Islamic literatures, moreover, exist over a vast geographical and linguistic area, for they were produced wherever the Muslims went, from their heartland in Arabia through the countries of the Middle East as far as Spain, North Africa, and, eventually, West Africa. Iran (Persia) is a major centre of Islam, along with the neighbouring areas that came under Persian infl uence, including Turkey and the Turkic-speaking areas of Central Asia.
Many Indian vernaculars contain almost exclusively Islamic literary subjects; there is an Islamic content in the literature of Malaysia and in that of some East African languages, including Swahili. In many cases, however, the Islamic content proper is restricted to religious works—mystical treatises, books on Islamic law and its implementation, historical works praising the heroic deeds and miraculous adventures of earlier Muslim rulers and saints, or devotional works in honour of the Prophet Muhammad. The vast majority of Arabic writings are scholarly— the same, indeed, is true of the other languages under discussion. There are superb, historically important translations made by medieval scholars from Greek into Arabic; historical works, both general and particular; a range of religiously inspired works; books on grammar and on stylistics, on ethics and on philosophy.

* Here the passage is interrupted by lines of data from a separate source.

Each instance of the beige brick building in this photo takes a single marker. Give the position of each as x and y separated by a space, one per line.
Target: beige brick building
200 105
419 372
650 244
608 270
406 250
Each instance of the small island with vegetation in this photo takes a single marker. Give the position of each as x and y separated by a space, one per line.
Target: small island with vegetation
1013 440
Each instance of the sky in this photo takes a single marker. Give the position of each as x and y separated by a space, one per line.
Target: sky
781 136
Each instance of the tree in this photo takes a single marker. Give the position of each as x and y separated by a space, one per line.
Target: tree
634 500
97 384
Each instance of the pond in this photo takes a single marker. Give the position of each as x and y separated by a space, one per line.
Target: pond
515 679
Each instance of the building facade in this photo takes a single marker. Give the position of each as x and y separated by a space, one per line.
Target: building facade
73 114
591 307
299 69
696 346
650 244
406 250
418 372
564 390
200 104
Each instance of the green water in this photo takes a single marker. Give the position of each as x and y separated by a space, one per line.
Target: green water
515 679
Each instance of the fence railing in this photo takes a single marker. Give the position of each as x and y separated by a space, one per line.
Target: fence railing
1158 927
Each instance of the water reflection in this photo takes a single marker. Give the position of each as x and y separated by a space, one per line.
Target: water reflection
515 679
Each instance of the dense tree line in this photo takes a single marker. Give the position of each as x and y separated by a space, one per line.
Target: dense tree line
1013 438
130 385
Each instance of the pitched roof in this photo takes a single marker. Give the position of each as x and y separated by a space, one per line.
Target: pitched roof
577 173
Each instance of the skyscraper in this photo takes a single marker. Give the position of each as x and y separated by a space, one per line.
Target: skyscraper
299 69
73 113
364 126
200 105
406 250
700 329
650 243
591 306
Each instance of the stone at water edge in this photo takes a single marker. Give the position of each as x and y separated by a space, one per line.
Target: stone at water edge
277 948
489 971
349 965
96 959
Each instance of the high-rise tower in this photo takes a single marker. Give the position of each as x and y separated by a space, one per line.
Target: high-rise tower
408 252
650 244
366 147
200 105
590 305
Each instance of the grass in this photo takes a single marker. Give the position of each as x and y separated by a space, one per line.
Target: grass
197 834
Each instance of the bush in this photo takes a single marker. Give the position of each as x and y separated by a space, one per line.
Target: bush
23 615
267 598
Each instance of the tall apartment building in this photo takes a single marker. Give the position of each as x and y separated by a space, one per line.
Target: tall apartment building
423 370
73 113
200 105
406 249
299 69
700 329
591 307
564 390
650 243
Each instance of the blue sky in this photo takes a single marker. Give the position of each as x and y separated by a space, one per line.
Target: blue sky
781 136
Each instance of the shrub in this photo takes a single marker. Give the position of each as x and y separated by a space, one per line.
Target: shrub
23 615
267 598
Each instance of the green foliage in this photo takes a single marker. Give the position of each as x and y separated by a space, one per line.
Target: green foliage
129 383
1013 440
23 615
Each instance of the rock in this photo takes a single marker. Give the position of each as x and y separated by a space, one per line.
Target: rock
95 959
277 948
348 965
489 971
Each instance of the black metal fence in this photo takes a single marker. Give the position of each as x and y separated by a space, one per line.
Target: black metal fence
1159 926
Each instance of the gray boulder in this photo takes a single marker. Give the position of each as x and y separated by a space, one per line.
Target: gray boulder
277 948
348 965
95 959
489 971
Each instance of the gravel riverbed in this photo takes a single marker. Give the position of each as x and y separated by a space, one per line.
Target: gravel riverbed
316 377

All have helped to shape the spirit of Islamic literature in general, and it is often difficult to draw a line between such works of “scholarship” and works of “literature” in the narrower sense of that term. Even a strictly theological commentary can bring about a deeper understanding of some problem of aesthetics. A work of history composed in florid and “artistic” language would certainly be regarded by its author as a work of art as well as of scholarship, whereas the grammarian would be equally sure that his keen insights into the structure of Arabic grammar were of the utmost importance in preserving that literary beauty in which Arabs and non-Arabs alike took pride. In this treatment of Islamic literatures, however, the definition of “literature” is restricted to poetry and belles lettres, whether popular or courtly in inspiration. Other categories of writing will be dealt with briefly if these shed light on some peculiar problem of literature.

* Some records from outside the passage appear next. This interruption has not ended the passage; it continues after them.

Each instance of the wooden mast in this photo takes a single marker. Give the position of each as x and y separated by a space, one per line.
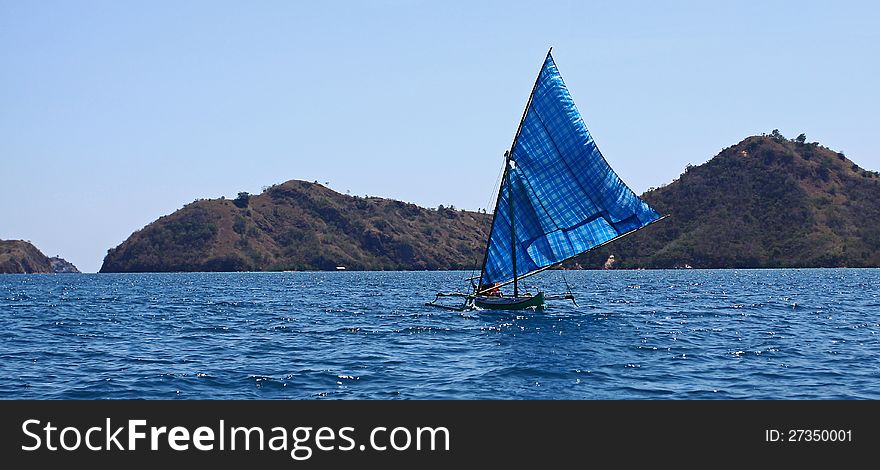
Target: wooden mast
512 225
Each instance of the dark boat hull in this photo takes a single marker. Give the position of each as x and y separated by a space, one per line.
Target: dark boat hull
510 303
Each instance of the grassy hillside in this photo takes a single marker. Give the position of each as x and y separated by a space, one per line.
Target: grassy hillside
21 257
303 226
765 202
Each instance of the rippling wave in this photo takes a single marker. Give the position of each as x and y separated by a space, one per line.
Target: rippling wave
677 334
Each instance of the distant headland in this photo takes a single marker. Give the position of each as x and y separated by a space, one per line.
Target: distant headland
22 257
766 202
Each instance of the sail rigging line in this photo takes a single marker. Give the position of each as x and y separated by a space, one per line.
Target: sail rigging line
575 256
506 170
512 226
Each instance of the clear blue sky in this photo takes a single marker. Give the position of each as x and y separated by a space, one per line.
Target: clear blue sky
113 114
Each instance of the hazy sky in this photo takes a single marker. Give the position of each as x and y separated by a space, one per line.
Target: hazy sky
113 114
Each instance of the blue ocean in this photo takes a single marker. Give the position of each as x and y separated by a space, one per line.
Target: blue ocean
811 334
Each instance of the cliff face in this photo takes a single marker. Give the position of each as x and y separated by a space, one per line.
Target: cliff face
21 257
764 202
303 226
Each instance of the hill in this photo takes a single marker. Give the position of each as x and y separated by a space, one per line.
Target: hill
765 202
299 225
21 257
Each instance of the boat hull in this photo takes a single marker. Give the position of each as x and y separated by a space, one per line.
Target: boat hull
510 303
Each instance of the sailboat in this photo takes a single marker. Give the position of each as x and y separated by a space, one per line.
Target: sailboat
558 199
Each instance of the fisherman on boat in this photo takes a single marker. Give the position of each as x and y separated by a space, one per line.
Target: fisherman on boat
493 290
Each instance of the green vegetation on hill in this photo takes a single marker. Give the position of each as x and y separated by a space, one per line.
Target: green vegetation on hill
765 202
303 226
21 257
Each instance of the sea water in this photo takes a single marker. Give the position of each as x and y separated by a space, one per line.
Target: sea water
654 334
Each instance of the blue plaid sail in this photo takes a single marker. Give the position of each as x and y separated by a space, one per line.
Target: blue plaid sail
566 199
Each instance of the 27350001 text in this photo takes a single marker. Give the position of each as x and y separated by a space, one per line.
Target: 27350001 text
808 435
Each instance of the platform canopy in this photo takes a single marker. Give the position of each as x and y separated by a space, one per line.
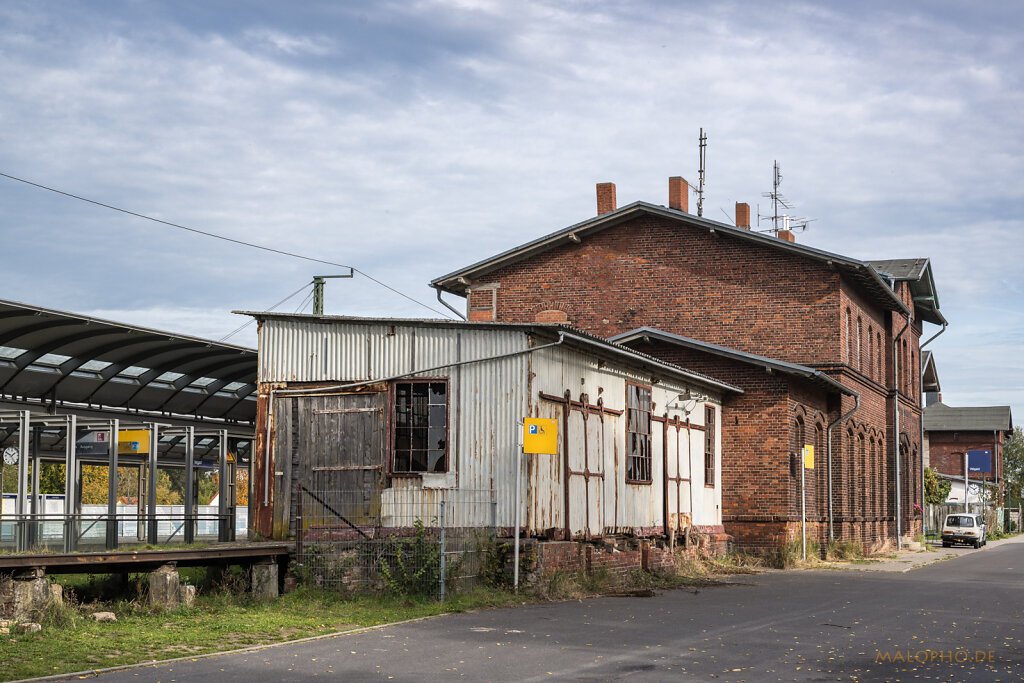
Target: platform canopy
65 359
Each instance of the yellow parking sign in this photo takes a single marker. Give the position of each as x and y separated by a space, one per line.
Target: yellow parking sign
540 435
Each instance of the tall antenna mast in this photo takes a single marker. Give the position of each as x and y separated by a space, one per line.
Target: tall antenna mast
780 221
702 140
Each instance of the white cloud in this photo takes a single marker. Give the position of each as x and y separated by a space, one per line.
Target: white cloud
412 138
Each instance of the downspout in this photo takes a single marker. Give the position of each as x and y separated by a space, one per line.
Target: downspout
352 385
921 393
446 304
899 541
839 421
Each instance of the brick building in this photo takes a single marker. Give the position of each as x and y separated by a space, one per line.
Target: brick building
950 432
685 278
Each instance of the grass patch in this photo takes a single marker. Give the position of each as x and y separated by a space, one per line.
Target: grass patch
72 641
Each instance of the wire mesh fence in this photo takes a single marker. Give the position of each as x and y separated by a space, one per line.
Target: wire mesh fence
406 541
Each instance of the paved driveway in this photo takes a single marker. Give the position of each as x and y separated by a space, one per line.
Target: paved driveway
958 620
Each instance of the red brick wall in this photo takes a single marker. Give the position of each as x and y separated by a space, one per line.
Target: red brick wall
651 271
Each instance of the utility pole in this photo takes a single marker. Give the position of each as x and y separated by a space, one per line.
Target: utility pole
318 291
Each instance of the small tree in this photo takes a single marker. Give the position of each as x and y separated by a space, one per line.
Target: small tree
936 488
1013 464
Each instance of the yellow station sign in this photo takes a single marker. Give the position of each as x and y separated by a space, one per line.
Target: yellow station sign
133 442
540 436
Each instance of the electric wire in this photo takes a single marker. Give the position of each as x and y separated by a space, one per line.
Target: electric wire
225 239
253 319
304 302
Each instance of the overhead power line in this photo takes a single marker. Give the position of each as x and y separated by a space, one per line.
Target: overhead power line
225 239
253 319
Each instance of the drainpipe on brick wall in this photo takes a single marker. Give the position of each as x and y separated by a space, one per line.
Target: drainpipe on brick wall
446 304
906 326
921 397
856 404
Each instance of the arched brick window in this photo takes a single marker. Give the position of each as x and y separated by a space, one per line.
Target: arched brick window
869 371
849 338
881 368
860 345
820 463
863 479
851 483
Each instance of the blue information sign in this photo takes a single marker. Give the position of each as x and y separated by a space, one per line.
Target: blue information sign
979 461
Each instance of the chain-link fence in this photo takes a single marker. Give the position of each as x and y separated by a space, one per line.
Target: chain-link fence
411 542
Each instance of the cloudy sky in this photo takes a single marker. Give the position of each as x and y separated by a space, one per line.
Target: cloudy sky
411 138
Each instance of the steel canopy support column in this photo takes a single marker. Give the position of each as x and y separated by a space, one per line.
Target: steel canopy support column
35 501
154 537
71 484
112 487
222 531
189 484
24 434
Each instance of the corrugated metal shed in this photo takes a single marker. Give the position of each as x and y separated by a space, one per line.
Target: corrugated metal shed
496 375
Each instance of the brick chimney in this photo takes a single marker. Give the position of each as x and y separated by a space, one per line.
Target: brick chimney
743 215
605 198
679 194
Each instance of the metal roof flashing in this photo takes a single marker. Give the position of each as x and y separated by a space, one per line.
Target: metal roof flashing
573 336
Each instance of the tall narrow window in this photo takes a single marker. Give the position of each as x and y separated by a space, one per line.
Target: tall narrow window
710 445
849 338
420 427
869 371
860 346
881 360
819 471
638 457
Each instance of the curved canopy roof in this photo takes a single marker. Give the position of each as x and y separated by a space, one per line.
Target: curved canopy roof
59 357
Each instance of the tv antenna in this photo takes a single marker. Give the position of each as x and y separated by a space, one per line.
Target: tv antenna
780 221
702 141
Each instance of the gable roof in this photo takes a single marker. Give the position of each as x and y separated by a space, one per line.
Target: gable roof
860 272
573 337
792 369
919 272
939 417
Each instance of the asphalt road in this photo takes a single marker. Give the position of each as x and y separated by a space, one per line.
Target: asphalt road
954 621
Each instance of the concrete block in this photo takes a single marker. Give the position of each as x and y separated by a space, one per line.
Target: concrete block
264 581
165 587
31 598
186 595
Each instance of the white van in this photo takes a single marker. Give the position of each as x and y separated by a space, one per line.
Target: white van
963 527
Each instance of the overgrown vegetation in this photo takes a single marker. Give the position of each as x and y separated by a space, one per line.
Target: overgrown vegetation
221 619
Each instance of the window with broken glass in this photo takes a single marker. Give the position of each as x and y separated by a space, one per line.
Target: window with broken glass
420 427
638 434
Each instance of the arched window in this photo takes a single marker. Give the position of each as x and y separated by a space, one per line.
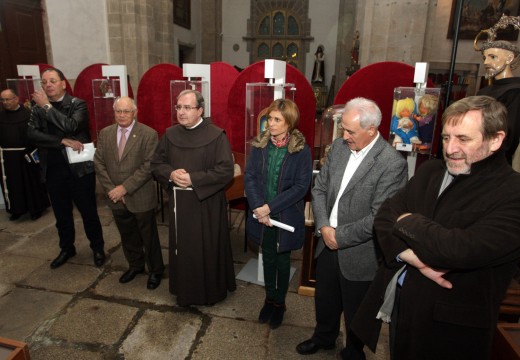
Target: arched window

Although Islamic literatures appear in such a wide range of languages and in so many different cultural environments, they are united by several commonalities, including their intellectual and religious underpinnings. The area of Islamic culture extends from western Africa to Malaysia, Indonesia, and the Philippines; but its heartland is Arabia, and the prime importance and special authority of the Arabic language was to remain largely unquestioned after the spread of Islam. The Arabic poetry of pre-Islamic Arabia was regarded for centuries afterward as the standard model for all Islamic poetic achievement, and it directly influenced literary forms in many non-Arab literatures.

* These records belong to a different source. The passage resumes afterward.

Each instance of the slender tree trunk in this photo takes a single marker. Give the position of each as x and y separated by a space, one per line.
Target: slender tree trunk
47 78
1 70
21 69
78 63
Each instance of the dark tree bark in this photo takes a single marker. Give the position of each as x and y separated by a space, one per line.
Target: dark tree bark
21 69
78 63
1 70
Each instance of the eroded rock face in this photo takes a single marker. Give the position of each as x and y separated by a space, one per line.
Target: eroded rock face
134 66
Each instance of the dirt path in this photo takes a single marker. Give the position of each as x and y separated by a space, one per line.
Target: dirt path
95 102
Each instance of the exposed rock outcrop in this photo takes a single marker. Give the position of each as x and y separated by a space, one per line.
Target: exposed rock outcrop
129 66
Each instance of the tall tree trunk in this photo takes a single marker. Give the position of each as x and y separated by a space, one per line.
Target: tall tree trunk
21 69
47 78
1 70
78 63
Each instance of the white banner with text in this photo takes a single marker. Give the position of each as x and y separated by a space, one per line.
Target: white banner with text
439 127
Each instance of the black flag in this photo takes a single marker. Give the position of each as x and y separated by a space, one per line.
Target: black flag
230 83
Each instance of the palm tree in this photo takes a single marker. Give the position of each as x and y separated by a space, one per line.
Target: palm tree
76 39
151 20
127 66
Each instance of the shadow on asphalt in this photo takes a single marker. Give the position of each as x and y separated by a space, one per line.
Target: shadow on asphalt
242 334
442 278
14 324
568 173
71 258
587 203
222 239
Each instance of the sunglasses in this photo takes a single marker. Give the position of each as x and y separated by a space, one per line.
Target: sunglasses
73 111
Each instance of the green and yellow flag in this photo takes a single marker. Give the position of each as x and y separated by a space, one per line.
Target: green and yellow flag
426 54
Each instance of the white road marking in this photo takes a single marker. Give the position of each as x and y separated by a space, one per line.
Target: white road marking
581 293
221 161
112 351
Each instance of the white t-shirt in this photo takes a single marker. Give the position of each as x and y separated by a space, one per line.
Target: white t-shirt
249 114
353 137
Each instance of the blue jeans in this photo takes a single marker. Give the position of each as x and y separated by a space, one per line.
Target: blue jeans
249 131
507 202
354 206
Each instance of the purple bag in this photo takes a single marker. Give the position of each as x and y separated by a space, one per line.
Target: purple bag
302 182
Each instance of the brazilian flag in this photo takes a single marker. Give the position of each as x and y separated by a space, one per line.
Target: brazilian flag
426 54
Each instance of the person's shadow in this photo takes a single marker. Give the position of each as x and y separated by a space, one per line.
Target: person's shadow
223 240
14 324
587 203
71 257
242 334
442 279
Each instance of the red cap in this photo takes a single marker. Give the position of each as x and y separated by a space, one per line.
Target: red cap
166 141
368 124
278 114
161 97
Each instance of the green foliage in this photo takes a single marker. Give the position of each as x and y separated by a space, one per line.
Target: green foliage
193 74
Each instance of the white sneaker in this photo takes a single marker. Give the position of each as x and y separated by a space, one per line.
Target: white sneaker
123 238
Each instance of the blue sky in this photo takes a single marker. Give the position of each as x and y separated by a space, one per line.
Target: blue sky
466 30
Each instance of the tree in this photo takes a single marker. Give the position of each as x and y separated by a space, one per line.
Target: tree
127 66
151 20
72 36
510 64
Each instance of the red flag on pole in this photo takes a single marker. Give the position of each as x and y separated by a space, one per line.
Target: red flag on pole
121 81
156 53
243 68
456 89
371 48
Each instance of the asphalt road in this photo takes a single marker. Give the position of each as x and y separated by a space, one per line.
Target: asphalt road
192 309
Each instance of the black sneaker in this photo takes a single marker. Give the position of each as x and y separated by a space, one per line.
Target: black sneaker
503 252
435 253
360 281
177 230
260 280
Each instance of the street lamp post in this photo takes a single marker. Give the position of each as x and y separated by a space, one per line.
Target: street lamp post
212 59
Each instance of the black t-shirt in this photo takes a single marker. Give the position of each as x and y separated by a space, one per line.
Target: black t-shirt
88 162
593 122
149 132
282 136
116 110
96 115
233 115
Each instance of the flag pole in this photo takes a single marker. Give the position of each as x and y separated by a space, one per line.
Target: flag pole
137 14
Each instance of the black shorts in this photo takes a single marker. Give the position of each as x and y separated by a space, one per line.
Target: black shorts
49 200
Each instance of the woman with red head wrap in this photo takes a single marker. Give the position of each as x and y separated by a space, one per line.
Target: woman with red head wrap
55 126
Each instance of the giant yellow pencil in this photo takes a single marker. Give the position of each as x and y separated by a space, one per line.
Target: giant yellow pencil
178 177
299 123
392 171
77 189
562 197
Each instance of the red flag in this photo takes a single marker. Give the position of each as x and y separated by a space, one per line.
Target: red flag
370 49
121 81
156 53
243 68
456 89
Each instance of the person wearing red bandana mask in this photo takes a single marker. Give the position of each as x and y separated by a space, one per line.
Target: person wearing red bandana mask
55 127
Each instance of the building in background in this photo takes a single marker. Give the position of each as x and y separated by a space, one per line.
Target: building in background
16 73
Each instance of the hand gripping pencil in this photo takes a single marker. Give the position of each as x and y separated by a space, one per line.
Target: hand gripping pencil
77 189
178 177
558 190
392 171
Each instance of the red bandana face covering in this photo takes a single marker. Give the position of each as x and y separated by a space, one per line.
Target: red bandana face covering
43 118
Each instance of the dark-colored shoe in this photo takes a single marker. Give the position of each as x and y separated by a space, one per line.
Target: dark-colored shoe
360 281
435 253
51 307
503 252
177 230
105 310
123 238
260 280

The Qur’an, Islam’s sacred scripture, was accepted by pious Muslims as God’s uncreated word and was considered to be the highest manifestation of literary beauty. A whole literature defended its inimitability (i‘jaz) and unsurpassable beauty. Because it was God’s own word, the Qur’an could not legitimately be translated into any other language; the study of at least some Arabic was therefore required of every Muslim. Arabic script was used by all those peoples who followed Islam, however much their own languages might differ in structure from Arabic. The Qur’an became the textbook of the Muslims’ entire philosophy of life; theology, lexicography, geography, historiography, and mysticism all grew out of a deep study of its form and content; and even in the most secular works there can be found allusions to the holy book. Its imagery not unexpectedly permeates all Islamic poetry and prose.